Say I have an e-commerce with a data model like the following, which allows a Sale
to describe how a single Product
is sold. This division allows a product to be sold multiple times in different ways (different pricing, or offered at a different point in time). This works great when a sale is selling a single product.
Sale
- product_id (sale belongs to product)
- other offer details like price, sale expiry date, marketing content, etc
Product
- product has many sales
- factual product details like name, photo, manufacturers description, etc
The problem: How can this data model be improved to allow a sale to have many products?
For example, to create a bundle of 1 of product A, and 1 of product B. So if a customer wants quantity=3 of those bundles, they would receive a total of 3 A's and 3 B's.
Or a sale could be for multiples of a single product. In this case the sale would be for 5 of product C. So if a customer wants quantity=3 of those bundles, they would receive 15 product C's.

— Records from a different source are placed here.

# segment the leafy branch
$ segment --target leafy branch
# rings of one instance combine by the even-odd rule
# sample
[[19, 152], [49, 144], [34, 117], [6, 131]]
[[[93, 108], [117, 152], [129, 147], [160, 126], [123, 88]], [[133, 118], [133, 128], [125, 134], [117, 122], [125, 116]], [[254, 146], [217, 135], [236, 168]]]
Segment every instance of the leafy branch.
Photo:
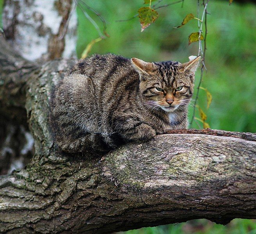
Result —
[[[201, 58], [202, 58], [202, 67], [201, 67], [201, 74], [200, 74], [200, 80], [199, 81], [199, 83], [198, 83], [198, 85], [197, 85], [197, 92], [196, 92], [196, 98], [195, 99], [195, 100], [194, 101], [194, 103], [193, 104], [193, 106], [194, 108], [193, 108], [193, 114], [192, 115], [192, 117], [191, 118], [191, 120], [190, 121], [190, 124], [191, 125], [194, 121], [195, 120], [195, 115], [196, 115], [196, 108], [195, 107], [197, 106], [197, 101], [198, 100], [198, 98], [199, 96], [199, 90], [200, 89], [200, 87], [201, 87], [201, 84], [202, 83], [202, 81], [203, 80], [203, 73], [204, 73], [204, 71], [205, 70], [206, 71], [207, 71], [206, 67], [205, 66], [205, 52], [206, 50], [206, 36], [207, 35], [207, 5], [208, 5], [208, 3], [209, 2], [209, 0], [208, 0], [206, 2], [205, 2], [205, 0], [203, 0], [203, 5], [204, 6], [204, 9], [203, 12], [203, 13], [202, 14], [202, 19], [201, 20], [201, 21], [199, 22], [199, 21], [198, 21], [198, 28], [199, 28], [199, 32], [197, 33], [199, 34], [199, 36], [198, 36], [198, 41], [199, 42], [199, 48], [198, 48], [198, 56], [201, 55]], [[197, 18], [198, 18], [199, 16], [199, 7], [200, 7], [200, 3], [199, 3], [199, 0], [197, 0]], [[203, 50], [202, 48], [202, 40], [201, 39], [201, 34], [203, 32], [202, 31], [202, 29], [203, 29], [203, 23], [204, 23], [204, 27], [205, 27], [205, 33], [204, 33], [204, 49]], [[202, 88], [202, 87], [201, 87]], [[206, 89], [206, 90], [207, 90]], [[208, 99], [210, 99], [210, 101], [208, 101], [208, 99], [207, 100], [207, 107], [208, 108], [209, 108], [209, 106], [210, 106], [210, 103], [212, 101], [212, 95], [209, 92], [209, 91], [207, 90], [207, 92], [206, 92], [206, 98]], [[202, 110], [202, 111], [203, 111]], [[200, 109], [199, 109], [199, 113], [201, 113], [200, 111]], [[202, 119], [202, 118], [201, 118]], [[203, 120], [202, 119], [202, 120]], [[204, 121], [205, 120], [203, 120], [203, 124], [205, 122]], [[203, 124], [203, 126], [204, 128], [205, 128], [205, 124]]]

The best idea I have so far is add a new table. This would allow a sale to reference many orderables, which describe what's in the bundle.
Orderables
- belongs to product
- belongs to sale
- qty in the bundle
But a refactoring of this magnitude is a monumental task. The number times sale.product
appears in the codebase for a variety of reasons is enormous. And every single case need to be fixed in code, and probably presentation as well.
So before we commit too heavily to this approach, I'm wondering if there is a glimmer of hope I've not yet seen, or if my future is fraught with the pain and peril of this epic refactoring.